50 Bien que l’observation volontaire de la loi et l’autocotisation constituent les éléments essentiels du régime réglementaire de la LIR, le système fiscal est doté de [traduction] « mécanismes de persuasion visant à inciter les contribuables à déclarer leurs revenus » [...]. Par exemple, pour favoriser l’aspect d’autodéclaration du régime, l’art. 162 de la LIR établit des peines pécuniaires pour les personnes qui omettent de produire leur déclaration de revenu. De même, pour inciter le contribuable à faire preuve de minutie et d’exactitude dans le cadre de l’autocotisation, l’art. 163 de la Loi prévoit le même type de pénalités pour les personnes qui omettent de façon répétée de déclarer un montant à inclure, qui sont complices d’un faux énoncé ou d’une omission ou qui commettent une faute lourde à cet égard.

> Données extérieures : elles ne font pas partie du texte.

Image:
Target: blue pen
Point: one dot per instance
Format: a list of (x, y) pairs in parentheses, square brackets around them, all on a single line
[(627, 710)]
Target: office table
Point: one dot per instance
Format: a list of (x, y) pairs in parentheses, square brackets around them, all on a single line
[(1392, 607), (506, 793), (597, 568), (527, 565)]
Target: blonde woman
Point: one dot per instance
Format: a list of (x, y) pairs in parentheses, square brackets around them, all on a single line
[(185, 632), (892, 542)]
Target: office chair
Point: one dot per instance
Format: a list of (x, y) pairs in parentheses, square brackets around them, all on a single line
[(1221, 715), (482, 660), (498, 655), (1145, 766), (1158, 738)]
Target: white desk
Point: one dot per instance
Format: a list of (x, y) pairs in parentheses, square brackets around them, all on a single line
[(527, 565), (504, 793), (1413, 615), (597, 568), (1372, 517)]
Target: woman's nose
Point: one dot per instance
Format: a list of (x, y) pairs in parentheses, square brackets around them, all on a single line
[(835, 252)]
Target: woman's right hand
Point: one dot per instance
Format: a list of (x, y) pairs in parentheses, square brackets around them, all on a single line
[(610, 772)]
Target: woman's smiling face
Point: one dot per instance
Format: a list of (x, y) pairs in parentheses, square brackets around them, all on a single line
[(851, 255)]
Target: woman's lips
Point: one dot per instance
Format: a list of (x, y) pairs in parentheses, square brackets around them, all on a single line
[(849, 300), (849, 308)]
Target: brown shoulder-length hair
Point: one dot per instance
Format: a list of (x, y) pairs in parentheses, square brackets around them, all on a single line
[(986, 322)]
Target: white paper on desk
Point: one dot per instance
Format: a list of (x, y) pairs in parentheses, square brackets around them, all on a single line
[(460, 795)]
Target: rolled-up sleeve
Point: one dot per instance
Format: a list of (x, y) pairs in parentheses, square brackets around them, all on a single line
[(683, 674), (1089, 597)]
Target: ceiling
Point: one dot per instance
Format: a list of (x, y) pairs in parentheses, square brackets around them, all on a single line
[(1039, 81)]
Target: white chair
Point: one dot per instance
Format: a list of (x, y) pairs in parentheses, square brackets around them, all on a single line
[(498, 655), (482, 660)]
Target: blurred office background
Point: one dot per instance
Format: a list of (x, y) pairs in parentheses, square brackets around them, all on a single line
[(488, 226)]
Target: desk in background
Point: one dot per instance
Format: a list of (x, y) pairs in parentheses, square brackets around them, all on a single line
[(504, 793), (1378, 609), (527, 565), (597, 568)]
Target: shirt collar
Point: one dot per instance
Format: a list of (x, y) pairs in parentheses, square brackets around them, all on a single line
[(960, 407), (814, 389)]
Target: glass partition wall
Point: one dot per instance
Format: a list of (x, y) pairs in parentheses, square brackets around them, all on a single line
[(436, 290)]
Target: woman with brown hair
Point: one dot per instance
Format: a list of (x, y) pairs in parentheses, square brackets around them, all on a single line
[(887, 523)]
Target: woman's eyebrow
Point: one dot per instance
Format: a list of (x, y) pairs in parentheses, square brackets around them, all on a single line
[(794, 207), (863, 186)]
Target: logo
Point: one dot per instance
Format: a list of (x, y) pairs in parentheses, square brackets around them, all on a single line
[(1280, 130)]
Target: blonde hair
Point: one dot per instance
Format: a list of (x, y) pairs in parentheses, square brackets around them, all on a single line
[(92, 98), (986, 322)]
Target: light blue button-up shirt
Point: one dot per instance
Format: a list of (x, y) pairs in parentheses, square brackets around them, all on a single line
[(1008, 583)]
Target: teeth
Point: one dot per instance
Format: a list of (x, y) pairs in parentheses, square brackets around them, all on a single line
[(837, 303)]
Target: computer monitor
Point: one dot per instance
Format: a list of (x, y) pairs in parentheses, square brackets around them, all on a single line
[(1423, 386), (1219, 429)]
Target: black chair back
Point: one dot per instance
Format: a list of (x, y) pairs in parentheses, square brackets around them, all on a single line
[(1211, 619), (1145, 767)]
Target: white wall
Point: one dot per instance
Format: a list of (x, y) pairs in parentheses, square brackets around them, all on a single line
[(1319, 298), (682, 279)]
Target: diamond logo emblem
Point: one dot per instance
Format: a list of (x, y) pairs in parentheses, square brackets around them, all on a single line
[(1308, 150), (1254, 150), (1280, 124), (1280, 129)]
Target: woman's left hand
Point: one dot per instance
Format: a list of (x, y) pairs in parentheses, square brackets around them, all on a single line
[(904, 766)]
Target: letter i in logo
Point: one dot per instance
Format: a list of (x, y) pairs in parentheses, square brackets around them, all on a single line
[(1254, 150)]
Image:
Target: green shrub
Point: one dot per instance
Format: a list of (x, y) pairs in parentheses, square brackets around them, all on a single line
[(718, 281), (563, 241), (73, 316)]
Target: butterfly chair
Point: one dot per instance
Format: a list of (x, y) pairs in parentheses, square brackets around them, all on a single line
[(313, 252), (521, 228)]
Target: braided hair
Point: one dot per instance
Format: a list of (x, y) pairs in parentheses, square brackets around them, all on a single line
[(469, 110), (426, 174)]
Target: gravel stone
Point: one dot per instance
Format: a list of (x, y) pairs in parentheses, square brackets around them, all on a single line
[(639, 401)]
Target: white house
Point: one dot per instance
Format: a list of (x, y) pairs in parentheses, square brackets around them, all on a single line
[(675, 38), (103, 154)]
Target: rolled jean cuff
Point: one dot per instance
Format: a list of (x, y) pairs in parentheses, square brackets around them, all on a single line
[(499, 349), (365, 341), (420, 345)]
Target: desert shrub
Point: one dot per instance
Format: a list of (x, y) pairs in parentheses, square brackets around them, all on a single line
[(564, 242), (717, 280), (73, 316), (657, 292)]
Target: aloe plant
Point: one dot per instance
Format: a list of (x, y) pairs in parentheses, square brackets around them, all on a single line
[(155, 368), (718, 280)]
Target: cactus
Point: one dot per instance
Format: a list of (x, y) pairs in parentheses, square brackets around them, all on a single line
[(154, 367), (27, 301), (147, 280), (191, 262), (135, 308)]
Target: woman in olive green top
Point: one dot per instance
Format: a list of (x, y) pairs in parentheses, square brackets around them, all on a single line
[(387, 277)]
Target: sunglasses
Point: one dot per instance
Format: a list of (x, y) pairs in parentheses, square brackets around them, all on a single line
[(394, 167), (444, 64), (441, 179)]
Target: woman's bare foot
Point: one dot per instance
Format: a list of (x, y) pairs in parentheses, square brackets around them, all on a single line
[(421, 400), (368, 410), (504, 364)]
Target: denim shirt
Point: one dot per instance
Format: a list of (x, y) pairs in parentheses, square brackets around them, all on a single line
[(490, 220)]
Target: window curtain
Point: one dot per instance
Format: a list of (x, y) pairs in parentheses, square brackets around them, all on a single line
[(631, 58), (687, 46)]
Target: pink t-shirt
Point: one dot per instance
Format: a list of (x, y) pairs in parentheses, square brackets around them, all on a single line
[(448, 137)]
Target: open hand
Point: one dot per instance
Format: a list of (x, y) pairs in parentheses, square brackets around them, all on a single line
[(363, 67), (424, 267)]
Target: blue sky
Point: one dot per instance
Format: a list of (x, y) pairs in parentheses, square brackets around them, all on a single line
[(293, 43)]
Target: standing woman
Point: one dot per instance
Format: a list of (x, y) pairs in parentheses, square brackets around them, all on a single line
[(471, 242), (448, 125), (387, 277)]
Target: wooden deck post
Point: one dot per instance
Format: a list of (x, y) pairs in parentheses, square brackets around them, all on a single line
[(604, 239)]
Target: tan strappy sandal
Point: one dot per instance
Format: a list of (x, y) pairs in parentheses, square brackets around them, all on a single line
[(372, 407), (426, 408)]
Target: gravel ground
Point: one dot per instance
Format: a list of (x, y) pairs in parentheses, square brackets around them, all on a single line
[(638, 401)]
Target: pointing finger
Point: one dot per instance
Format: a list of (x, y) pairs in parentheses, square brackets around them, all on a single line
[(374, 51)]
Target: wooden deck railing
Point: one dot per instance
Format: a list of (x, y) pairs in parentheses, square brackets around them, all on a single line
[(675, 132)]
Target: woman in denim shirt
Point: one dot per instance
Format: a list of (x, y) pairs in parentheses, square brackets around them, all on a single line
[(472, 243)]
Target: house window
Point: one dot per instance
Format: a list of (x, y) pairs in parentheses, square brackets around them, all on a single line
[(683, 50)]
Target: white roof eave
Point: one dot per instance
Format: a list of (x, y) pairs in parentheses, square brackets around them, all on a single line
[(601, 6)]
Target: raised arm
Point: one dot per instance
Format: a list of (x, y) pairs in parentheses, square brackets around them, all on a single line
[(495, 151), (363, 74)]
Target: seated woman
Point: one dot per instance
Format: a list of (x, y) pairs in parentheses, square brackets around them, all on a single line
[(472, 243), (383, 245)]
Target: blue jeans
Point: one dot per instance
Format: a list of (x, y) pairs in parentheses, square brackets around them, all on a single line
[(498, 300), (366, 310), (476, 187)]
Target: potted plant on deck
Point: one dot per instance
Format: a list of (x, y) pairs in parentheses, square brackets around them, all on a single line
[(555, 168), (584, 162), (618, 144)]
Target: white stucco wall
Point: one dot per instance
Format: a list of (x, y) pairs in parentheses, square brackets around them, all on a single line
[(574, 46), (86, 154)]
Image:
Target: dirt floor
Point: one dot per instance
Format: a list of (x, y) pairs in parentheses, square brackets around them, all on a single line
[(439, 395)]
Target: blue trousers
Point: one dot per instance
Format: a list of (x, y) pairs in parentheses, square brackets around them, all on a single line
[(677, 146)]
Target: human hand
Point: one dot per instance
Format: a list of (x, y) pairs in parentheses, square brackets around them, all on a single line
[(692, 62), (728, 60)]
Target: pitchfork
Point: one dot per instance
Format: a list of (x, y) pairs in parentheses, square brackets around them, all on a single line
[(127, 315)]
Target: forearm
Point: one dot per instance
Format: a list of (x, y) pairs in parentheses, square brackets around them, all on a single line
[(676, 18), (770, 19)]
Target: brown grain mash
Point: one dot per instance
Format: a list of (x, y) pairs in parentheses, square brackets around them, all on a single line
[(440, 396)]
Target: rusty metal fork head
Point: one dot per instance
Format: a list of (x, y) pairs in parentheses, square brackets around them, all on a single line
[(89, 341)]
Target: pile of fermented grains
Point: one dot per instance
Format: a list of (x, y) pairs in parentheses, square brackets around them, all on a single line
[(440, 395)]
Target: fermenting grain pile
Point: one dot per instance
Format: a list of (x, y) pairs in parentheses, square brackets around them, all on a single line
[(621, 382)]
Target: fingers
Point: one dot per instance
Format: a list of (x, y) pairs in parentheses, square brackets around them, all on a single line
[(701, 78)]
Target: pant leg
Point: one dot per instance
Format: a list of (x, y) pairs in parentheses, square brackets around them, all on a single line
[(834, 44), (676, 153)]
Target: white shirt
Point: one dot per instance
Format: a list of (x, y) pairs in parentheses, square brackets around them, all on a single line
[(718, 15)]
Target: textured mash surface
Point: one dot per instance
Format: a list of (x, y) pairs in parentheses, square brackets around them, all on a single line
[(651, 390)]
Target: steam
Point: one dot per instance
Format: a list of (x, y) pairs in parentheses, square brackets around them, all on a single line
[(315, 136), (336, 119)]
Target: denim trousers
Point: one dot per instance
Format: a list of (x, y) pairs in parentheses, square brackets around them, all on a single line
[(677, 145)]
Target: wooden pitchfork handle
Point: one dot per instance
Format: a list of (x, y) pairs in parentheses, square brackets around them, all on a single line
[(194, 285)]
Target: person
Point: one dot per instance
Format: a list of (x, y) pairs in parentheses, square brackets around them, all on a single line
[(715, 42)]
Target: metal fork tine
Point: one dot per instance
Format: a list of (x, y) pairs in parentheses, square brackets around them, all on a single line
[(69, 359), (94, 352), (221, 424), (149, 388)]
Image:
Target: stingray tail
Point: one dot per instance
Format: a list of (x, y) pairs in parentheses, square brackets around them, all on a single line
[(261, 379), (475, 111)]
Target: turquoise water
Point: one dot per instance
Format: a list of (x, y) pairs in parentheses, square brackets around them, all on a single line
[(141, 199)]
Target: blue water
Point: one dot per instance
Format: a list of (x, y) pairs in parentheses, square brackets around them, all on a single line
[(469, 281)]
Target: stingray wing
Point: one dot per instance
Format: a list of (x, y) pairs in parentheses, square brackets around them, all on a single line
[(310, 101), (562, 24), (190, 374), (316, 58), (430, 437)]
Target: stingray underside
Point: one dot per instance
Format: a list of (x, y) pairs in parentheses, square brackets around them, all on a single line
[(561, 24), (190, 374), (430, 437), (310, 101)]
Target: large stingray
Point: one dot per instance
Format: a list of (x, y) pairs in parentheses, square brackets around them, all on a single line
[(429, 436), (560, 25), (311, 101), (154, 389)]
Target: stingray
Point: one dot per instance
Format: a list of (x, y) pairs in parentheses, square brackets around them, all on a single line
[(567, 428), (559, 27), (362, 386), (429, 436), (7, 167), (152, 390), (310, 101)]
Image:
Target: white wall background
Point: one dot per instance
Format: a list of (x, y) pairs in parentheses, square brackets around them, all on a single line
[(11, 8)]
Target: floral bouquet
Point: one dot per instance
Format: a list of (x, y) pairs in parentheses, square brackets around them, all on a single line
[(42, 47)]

51 Il découle des caractéristiques fondamentales de l’autocotisation et de l’autodéclaration que le succès de l’application du régime fiscal repose avant tout sur la franchise du contribuable. Comme le juge Cory l’a affirmé dans l’arrêt Knox Contracting, précité, p. 350 : « Le système d’imposition dépend entièrement de l’intégrité du contribuable qui déclare et évalue son revenu. Pour que le système fonctionne, les déclarations doivent être remplies honnêtement. » Il n’est donc pas étonnant que la Loi tente de restreindre le risque qu’un contribuable essaie de « tirer profit du régime d’autodéclaration pour tenter d’éviter de payer sa pleine part du fardeau fiscal en violant les règles énoncées dans la Loi » [...].

[Non souligné dans l’original. Renvois omis.]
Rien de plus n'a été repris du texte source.